Burjuva sosyologları, aydınları gerçeklere aykırı bir şekilde kimi zaman sınıflar üstü bir grup kimi zaman da bir orta sınıf, bir yöneticiler grubu ve hatta yeni bir proletarya olarak tanımlamaktadırlar. Aydınların toplumsal bir sınıf olduğu görüşü bilimsel olarak temellendirilmemiştir. İçinde sınıfların var olduğu her ekonomik toplum biçimlenmesinde, bu sınıflar her zaman belli bir üretim tarzını ve somut bir üretim ilişkileri tipini temsil ederler. Farklı sosyo-ekonomik toplum biçimleri çerçevesinde işlev gören fikir emeğinin temsilcileri hiçbir zaman kendi başlarına bir toplumsal üretim tarzını temsil etmezler.

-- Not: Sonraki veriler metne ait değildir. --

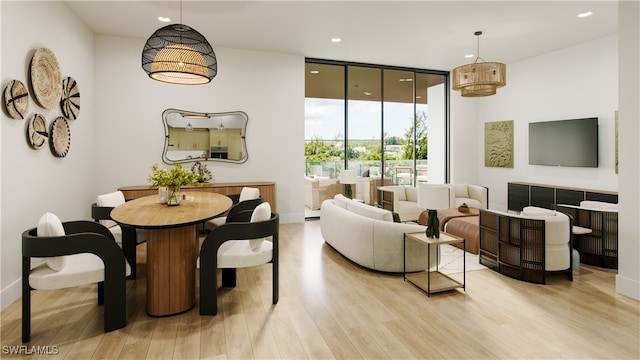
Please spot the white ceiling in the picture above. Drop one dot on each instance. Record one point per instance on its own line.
(419, 34)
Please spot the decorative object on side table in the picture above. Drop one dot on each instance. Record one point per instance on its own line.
(433, 197)
(463, 208)
(348, 177)
(203, 174)
(172, 179)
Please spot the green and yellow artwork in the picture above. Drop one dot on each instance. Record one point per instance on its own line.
(498, 144)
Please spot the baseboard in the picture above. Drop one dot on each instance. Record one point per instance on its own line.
(291, 218)
(10, 294)
(628, 287)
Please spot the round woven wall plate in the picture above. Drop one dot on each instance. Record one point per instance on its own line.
(60, 137)
(46, 78)
(70, 102)
(37, 131)
(16, 99)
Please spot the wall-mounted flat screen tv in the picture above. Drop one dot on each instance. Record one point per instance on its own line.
(564, 143)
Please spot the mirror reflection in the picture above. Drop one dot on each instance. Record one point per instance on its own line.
(194, 136)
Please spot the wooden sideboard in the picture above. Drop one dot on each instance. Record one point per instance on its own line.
(521, 194)
(267, 190)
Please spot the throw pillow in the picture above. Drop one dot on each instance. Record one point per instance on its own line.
(50, 225)
(262, 212)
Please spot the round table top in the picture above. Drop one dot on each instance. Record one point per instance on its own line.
(147, 212)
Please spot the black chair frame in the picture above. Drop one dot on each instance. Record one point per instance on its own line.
(129, 235)
(81, 237)
(237, 228)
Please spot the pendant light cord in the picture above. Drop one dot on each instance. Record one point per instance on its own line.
(477, 34)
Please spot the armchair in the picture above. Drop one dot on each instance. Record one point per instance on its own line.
(526, 246)
(248, 199)
(236, 244)
(127, 237)
(599, 245)
(75, 253)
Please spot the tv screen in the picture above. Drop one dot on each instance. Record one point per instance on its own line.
(564, 143)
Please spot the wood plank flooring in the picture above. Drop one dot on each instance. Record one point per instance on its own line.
(331, 308)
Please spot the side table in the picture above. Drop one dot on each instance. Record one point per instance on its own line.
(432, 281)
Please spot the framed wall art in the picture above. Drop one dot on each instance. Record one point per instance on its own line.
(498, 144)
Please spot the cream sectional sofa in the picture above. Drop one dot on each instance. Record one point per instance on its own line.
(405, 198)
(368, 236)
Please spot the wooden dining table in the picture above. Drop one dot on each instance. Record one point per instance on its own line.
(172, 245)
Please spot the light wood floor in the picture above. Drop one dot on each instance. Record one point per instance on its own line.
(331, 308)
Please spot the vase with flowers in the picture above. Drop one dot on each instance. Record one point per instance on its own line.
(172, 178)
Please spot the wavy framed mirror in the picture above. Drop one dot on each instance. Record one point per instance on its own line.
(195, 136)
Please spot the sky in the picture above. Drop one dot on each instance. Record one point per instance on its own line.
(324, 119)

Fikir emeği ile uğraşan insanlar, bütün sınıflı toplumlarda meslekî bakımdan toplumun farklı sosyal ve sınıfsal gruplarında ve farklı mevkilerde yer alırlar. Farklı insan gruplarının kapitalist işbölümü içinde aldıkları yer, birçok bakımlardan entelektüel-meslekî faaliyetleriyle yakından ilişkilidir. Aydınlar dar profesyonel bir grup değil, tersine farklı ve yüksek düzeyde kalifiye uzman gruplarını kapsayan geniş bir sosyal tabakadır.

Aydınlar, içinde kitlesel bir tabaka hâline geldikleri kapitalist toplumda, sosyal ve sınıfsal yapıları açısından son derece büyük çeşitlilik ve farklılıklar gösterirler. Her sınıf, kendi içinden aydınlar çıkarır. Proletarya da, bu bakımdan istisna teşkil etmez. Modern toplumun diğer bütün sınıfları gibi, proletarya da sadece kendi aydınlarını oluşturmakla kalmaz, bütün aydın çevrelerden taraftar da toplar.